RTB House Japan 高橋君成氏/コニカミノルタジャパン 富家翔平氏/Facebook Japan 徳江朋美氏/freee 川西康之氏/ヤプリ 和田理美氏/LINE 山下拓也氏
圧倒的な量はあらゆる仕事の「質」に結び付く
「成長したつもり」に要注意
新人時代は、圧倒的な量です。私は今でも週に100時間は仕事やそのためのスキル獲得に費やしていますが、もっと働いていた時期もありました。時代錯誤と言われるかもしれませんが、将来達成したい何かがあって、そこに到達するために努力が必要だとわかっているならば、そうすべきです。するとだいたい朝5時頃から活動することになりますが、10時に勤務を開始する同僚と比べると、すでに5時間もの差がついています。その差は、提案の質や、調査の質、あらゆる仕事の質において必ず現れます。
今の20代はTwitterや複業などを通じて多くの情報を取得することができる恵まれた世代ですが、一方で情報を得たことで成長したと錯覚してしまう人たちもいます。「知識や情報がどれだけ自分の体に染みついているか」が30代、40代になって成果を出し続けるために重要なことではないでしょうか。
目標達成と顧客への貢献、両方が大切
まずは「正しいことをしたい」と思って仕事をしています。人間関係においてはとにかく正直に、誠実に、と意識しています。たとえばアドテク業界では、どんなに気をつけていても配信事故が起きてしまうことがあります。その原因が別の会社や社内の別の人間であったとしても、顧客の目の前に立っているのは誰なのか。自分が代表して謝罪する立場にあるならば、言い訳を考えることよりも事故を止めること、再発防止策を考えることを最優先に考えるべきで、そういう仕事に対する向き合い方は必ず相手に伝わります。
また大事にしている言葉で、松下幸之助さんの「無理に売るな。客の好むものも売るな。客のためになるものを売れ。」というものがあります。本当に顧客のためになるものは何か、顧客のためになる提案とは何か、というのを自問自答しながらビジネスをしています。もちろん目標を達成するために売らないといけないときがあります。それは社会人としてはMustの部分ですが、目標を達成しながら顧客が本当に必要としているものを提案できるビジネスパーソンが本質的だと思っています。
RTB House Japan Head of Sales 高橋君成氏
大学卒業後、リクルート、Criteoなどを経て2018年2月よりRTB House Japanの日本法人第一号社員として入社。現在約500のクライアントを獲得し、売り上げも数十億円規模まで成長。
視野の広さと推進力を磨き続ける
「書く・話す・やる」のサイクルを回す
マーケターの1年目からずっと意識し続けていることは、「書く・話す・やる」のサイクルを自身に対して高いレベルを求めながら回し続けることです。マーケターの仕事は「マーケティングプランを策定し、実行責任を負う」ことだと思っています。「書く」とは、プランの中で抱える課題と目標数値を明確にし、それを実現するための戦略と戦術を宣言することです。はじめて書いたマーケティングプランは拙いものでしたが、まずはとにかく言語化して宣言することを続けていました。

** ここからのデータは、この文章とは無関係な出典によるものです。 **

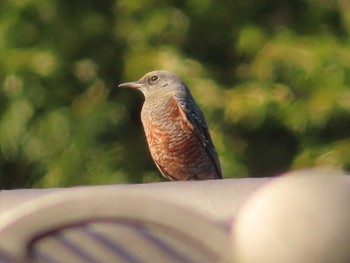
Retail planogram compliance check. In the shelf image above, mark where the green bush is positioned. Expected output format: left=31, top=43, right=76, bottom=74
left=0, top=0, right=350, bottom=189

次に「話す」です。BtoBマーケティングでは、マーケティング部の独りよがりにならず営業と協力して進めていくことが必要、かつ難しいことだとわかっていましたので、進んでこちらから現場にプランを伝え、フィードバックをもらうことを意識していました。
最後は自分で「やる」です。MAツールやコンテンツ作成、広告などの施策実行において、誰かに依頼して終わりではなく、自分の頭と手を動かして体験してみることで、自分の中に経験値とスキルを身に付けていくことを意識しています。
自分の役割を決めすぎない
BtoBマーケティングで成果を上げるためには、周囲を巻き込みながら進めることが重要なので、現在は「自分の役割を決めつけずに様々な経験を積むこと」を軸にしています。具体的には、周囲からの依頼にはできる限りYESで返すようにしています。その結果、現在マーケターだけでなく、セールスとコンサルタントの3つの役割を任せていただいています。

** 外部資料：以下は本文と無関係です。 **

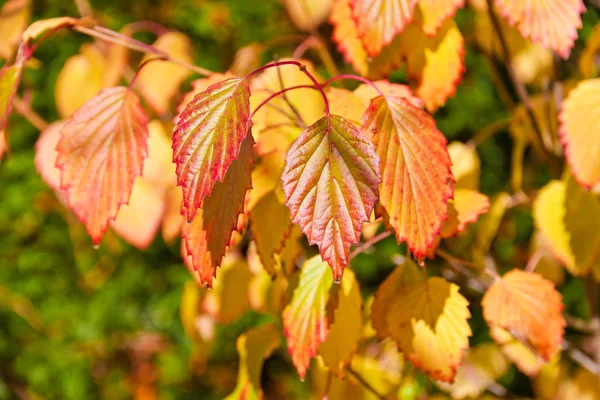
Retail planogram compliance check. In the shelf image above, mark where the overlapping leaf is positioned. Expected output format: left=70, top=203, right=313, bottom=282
left=283, top=255, right=333, bottom=379
left=371, top=260, right=471, bottom=382
left=363, top=96, right=453, bottom=258
left=281, top=115, right=381, bottom=281
left=559, top=78, right=600, bottom=188
left=481, top=269, right=566, bottom=361
left=226, top=324, right=281, bottom=400
left=495, top=0, right=585, bottom=59
left=56, top=87, right=148, bottom=243
left=350, top=0, right=418, bottom=57
left=173, top=78, right=250, bottom=221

関わる範囲が広がってくることで「やったことがない」仕事に出会う機会も増えてきています。ときに仕事の大変さや不安を感じる場面もありますが、自分の「感情」と困難な「事象」を区別することで困難な場面でも前向きに捉えることができています。また、社外セミナーにも登壇することで、自社以外のマーケティングの在り方も吸収するように努めています。
マーケティングやマーケターの在り方はますます変わっていくと思いますが、様々な経験から身に付けた「視野の広さ」とブルドーザーのような「実行力を伴う推進力」がビジネスの現場に求められる普遍的なスキルの一つだと信じ、磨いていきたいです。
コニカミノルタジャパン マーケティングサービス事業統括部 富家翔平氏
コニカミノルタジャパンの「営業プロセス改革×BtoBマーケティング推進プロジェクト」を、現場の最前線でけん引。マーケター・セールス・コンサルタントの役割を担い、対外的な情報発信にも力を入れている。